Academy of Scientific and Innovative Research (AcSIR), Ghaziabad, India.
Central Scientific Instruments Organisation, Chandigarh, India.
Phys Eng Sci Med. 2023 Sep;46(3):1259-1269. doi: 10.1007/s13246-023-01293-w. Epub 2023 Jul 3.
Photoplethysmography (PPG) based healthcare devices have gained enormous interest in the detection of cardiac abnormalities. Limited research has been implemented for myocardial infarction (MI) detection. Moreover, PPG-based detection of angina is still a research gap. PPG signals are not always informative. Therefore, this research work presents the use of PPG signals and their second derivative to evaluate myocardial infarction and angina using a novel set of morphological features. The obtained morphological features are fed onto the feed-forward artificial neural network for the identification of the type of MI and unstable angina (UA). The initial experiments have been carried out on non-ambulatory (public) subjects for feature extraction and later evaluated on ambulatory (self-generated) databases. The intended method attains accuracy, sensitivity, and specificity of 98%, 97%, 98% on the public database and 94%, 94%, 94% on the self-generated database. The result shows that the proposed set of features can detect MI and UA with significant accuracy.

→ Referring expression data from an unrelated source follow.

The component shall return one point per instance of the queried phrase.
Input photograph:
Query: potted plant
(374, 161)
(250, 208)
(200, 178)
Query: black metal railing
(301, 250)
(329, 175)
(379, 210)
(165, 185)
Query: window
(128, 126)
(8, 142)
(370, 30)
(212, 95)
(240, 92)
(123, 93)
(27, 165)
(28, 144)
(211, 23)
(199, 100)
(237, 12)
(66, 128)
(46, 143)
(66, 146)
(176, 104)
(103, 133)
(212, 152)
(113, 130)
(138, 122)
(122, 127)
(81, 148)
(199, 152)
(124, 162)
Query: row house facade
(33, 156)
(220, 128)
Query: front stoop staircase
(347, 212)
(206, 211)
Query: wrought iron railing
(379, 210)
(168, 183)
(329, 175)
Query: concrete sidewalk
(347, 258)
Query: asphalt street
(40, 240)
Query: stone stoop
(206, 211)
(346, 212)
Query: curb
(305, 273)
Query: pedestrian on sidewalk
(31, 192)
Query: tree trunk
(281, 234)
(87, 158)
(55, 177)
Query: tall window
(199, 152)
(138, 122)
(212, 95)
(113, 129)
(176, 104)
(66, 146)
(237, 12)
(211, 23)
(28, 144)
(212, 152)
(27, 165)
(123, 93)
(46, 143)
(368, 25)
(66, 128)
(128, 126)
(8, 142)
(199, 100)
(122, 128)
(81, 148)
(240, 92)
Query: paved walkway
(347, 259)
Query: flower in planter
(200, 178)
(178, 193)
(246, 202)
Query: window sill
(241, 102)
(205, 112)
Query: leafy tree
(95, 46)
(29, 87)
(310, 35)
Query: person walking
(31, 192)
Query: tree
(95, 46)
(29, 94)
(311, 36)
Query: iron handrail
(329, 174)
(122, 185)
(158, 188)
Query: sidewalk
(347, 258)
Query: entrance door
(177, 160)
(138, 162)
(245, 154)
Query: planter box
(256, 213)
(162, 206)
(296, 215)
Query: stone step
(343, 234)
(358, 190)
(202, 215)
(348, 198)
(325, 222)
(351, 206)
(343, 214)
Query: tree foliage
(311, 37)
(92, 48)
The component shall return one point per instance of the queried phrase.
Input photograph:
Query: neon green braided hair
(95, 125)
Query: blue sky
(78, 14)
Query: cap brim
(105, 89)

基于光电容积脉搏波(PPG)的医疗设备在心脏异常检测方面引起了极大的兴趣。针对心肌梗死(MI)检测的研究有限。此外,基于 PPG 的心绞痛检测仍然是一个研究空白。PPG 信号并不总是提供信息。因此,这项研究工作提出了使用 PPG 信号及其二次导数,通过一组新的形态特征来评估心肌梗死和心绞痛。所获得的形态特征被输入前馈人工神经网络,以识别 MI 和不稳定型心绞痛(UA)的类型。最初的实验是在非卧床(公共)受试者上进行特征提取,然后在卧床(自我生成)数据库上进行评估。该方法在公共数据库上的准确度、灵敏度和特异性分别达到 98%、97%和 98%,在自我生成数据库上的准确度、灵敏度和特异性分别达到 94%、94%和 94%。结果表明,所提出的特征集可以以较高的准确度检测 MI 和 UA。